Given the maddening inconsistency of the Celtics this season, given they have turned sand into gold in just a matter of 24 hours on a few occasions, it should hardly be a shock that they looked so impressive Friday against the Washington Wizards.
Forget those putrid 42 minutes against the winless Philadelphia 76ers two nights previous. Their performance in a 111-78 win at TD Garden was a masterpiece, as they flattened an apathetic team with an early flurry and then coasted with their superior energy and timely shooting.
It was another impressive night for Jared Sullinger, who bullied his way to 18 points and 15 rebounds in just 24 minutes. When he wasn't nabbing rebounds, he was canning an open jumper as the Celtics led by as many as 38 points.
The Wizards, who dropped a 20-point decision to the Celtics here Nov. 6, looked lethargic from the start, with coach Randy Wittman digging deep into his bench to find a spark that would never arrive. The Washington front line of Otto Porter, Kris Humphries, and Marcin Gortat combined for 10 points on 4-for-21 shooting.
What's more, besides Bradley Beal and Jared Dudley, the Wizards were 15-for-61 shooting with 14 turnovers.

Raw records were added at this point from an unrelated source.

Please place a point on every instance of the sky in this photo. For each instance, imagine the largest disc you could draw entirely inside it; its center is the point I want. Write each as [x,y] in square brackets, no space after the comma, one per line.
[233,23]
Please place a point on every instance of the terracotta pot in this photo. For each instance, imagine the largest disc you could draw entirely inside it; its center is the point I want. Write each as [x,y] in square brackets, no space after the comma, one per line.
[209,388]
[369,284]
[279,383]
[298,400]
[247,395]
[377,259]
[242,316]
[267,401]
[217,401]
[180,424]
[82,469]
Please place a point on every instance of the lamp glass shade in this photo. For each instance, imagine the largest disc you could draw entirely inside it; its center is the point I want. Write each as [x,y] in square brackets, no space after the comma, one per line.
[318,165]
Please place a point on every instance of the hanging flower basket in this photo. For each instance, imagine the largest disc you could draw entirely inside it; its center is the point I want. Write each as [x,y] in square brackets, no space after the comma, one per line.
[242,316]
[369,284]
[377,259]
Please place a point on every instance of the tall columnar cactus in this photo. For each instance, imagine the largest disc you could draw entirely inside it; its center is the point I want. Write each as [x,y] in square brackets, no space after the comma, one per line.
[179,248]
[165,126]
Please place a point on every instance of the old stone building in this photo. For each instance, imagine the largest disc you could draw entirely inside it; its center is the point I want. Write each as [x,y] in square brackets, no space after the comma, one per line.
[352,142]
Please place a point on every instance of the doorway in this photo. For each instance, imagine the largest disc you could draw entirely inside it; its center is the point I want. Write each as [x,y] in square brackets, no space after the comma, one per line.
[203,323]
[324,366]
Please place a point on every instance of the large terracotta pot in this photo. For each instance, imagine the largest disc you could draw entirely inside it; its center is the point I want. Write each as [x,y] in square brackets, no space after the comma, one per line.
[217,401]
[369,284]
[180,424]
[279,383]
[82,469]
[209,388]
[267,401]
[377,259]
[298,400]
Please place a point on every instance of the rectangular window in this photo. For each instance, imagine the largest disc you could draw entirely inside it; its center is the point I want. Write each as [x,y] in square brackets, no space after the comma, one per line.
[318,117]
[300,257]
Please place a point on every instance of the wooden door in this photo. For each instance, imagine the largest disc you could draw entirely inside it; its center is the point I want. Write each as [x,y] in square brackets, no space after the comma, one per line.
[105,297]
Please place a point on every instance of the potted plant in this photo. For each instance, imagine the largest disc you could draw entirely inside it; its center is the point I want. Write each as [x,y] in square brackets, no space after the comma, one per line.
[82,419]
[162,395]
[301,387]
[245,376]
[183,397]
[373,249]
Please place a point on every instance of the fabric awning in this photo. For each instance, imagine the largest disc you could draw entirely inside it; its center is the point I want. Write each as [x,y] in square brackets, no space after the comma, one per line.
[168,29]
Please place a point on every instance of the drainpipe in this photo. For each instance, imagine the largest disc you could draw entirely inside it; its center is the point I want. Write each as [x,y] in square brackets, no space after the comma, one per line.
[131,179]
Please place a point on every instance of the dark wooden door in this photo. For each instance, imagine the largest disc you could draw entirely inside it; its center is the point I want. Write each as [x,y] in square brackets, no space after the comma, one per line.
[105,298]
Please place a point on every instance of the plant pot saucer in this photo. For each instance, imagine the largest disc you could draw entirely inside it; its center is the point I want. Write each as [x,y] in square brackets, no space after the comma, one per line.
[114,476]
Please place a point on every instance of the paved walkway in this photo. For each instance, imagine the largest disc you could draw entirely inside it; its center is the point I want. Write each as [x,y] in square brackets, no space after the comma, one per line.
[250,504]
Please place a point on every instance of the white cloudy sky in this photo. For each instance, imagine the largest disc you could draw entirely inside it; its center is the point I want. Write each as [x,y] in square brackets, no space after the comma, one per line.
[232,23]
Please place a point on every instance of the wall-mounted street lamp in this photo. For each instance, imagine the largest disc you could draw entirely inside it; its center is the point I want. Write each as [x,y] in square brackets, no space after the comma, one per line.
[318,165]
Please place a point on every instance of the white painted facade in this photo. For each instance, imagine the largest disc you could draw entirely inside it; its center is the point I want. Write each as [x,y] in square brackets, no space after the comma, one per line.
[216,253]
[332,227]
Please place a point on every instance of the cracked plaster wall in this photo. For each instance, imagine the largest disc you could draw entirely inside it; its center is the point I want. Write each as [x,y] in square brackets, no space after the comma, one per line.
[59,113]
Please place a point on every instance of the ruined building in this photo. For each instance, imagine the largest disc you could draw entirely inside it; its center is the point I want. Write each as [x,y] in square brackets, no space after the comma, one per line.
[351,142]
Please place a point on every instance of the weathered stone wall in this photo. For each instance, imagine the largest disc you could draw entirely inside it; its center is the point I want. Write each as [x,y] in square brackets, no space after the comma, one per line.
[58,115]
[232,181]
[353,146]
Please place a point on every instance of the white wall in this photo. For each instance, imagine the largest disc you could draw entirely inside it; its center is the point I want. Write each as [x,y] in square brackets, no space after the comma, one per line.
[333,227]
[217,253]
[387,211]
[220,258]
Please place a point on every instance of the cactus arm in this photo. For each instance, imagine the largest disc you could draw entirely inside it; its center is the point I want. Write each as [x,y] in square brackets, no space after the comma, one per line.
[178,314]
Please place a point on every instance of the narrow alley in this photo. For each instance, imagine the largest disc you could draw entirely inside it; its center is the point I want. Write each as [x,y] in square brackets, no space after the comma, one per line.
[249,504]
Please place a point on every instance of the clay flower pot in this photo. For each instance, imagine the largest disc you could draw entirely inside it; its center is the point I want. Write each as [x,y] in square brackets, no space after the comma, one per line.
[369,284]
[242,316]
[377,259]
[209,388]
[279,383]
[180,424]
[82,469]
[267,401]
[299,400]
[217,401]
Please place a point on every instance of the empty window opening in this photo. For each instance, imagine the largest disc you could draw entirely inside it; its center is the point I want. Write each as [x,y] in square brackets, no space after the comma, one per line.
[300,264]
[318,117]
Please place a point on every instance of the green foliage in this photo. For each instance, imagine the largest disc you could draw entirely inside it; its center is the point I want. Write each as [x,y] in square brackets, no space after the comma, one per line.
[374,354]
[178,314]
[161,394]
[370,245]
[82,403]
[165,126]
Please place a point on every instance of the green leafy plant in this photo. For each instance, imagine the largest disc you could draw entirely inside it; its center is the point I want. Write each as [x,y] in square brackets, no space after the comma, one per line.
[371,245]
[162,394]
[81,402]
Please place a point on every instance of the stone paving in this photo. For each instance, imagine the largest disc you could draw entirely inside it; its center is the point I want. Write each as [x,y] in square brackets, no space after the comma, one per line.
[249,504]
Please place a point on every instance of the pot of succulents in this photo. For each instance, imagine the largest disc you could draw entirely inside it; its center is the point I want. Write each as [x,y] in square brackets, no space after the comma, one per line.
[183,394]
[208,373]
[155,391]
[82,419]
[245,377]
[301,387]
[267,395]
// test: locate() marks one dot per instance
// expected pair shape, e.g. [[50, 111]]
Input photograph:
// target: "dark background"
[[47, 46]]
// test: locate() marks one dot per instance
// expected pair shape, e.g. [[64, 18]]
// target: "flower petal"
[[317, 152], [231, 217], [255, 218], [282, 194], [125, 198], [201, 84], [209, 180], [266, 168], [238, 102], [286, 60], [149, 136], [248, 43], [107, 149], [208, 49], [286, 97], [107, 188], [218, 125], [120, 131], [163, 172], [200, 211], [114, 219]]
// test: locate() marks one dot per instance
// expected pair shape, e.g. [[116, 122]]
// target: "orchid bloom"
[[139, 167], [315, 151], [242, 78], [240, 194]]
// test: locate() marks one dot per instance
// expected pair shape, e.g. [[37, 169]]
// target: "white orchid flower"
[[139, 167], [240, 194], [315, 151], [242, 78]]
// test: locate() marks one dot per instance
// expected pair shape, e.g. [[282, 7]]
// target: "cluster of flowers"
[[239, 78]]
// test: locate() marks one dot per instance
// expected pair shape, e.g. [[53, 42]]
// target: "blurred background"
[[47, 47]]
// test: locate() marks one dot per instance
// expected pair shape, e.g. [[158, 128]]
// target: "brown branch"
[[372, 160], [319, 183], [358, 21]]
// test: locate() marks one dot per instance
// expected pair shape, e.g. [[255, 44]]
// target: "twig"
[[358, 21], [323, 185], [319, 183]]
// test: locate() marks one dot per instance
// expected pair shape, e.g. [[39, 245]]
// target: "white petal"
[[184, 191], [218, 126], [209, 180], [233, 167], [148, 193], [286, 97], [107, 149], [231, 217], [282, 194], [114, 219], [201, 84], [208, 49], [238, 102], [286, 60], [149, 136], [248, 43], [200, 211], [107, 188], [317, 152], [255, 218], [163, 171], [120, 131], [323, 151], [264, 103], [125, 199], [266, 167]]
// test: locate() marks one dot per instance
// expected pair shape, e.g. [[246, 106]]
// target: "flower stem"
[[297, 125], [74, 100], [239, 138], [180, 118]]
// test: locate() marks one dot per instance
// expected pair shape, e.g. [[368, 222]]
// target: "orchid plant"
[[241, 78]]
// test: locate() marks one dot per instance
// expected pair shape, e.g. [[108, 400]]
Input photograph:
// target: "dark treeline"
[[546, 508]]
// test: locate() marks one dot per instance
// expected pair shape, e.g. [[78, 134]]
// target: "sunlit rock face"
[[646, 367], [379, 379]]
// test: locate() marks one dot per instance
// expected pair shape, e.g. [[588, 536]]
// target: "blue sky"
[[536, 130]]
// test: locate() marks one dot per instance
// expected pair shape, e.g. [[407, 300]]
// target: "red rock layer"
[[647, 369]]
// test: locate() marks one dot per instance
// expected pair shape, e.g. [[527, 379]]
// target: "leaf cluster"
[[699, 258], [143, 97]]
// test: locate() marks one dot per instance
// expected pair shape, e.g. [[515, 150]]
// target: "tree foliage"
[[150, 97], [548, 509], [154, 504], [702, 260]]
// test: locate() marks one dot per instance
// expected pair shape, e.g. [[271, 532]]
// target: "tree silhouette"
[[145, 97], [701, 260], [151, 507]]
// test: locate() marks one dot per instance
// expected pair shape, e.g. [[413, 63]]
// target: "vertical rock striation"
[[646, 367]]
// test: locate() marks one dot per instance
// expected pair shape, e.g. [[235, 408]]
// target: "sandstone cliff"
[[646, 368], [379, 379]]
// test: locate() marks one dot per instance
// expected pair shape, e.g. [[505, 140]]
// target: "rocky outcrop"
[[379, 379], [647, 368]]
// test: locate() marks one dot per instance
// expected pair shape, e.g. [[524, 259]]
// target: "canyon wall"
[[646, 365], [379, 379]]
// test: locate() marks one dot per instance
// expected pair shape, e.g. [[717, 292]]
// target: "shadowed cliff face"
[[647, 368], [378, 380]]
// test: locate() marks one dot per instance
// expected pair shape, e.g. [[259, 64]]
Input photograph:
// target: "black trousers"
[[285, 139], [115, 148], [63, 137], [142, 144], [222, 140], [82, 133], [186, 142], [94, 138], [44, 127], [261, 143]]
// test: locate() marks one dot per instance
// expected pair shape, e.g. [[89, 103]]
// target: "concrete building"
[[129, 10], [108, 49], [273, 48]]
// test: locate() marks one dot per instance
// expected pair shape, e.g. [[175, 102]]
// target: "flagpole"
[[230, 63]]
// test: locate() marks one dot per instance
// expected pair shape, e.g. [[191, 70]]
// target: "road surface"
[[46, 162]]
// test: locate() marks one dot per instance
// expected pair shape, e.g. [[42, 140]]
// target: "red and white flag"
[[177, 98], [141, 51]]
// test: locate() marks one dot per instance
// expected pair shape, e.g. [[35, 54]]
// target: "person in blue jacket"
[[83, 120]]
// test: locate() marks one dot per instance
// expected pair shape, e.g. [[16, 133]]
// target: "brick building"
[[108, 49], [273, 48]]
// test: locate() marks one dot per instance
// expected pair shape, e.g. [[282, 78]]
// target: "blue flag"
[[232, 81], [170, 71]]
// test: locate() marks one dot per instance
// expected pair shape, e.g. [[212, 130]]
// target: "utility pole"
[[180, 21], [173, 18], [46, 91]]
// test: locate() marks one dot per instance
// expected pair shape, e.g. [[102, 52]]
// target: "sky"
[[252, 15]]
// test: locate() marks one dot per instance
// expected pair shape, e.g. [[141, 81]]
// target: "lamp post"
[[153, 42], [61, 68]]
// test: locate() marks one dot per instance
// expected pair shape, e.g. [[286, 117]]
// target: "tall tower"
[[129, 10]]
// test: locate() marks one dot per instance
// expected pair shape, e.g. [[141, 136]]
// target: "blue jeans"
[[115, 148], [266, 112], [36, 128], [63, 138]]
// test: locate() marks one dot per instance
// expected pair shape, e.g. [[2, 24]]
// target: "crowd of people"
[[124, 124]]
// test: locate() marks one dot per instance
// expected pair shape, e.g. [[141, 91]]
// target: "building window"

"Yeah, some of the turnovers they gave it to us," Celtics guard Isaiah Thomas said with a smile. "For the most part, the two games we played them, we played so hard, the ball just happens to go in your hands sometimes. We've got to figure out a way to play like that at all times."
The Celtics would love to save ingredients that produced this performance, keep in a jar and take swigs of it throughout the season. They have mystified themselves with their performances in the past week: a 25-point win over 2-11 Brooklyn, a 10-point loss to the Nets, a 24-point loss to the Hawks, and finally a ragged 84-80 win over winless Philadelphia.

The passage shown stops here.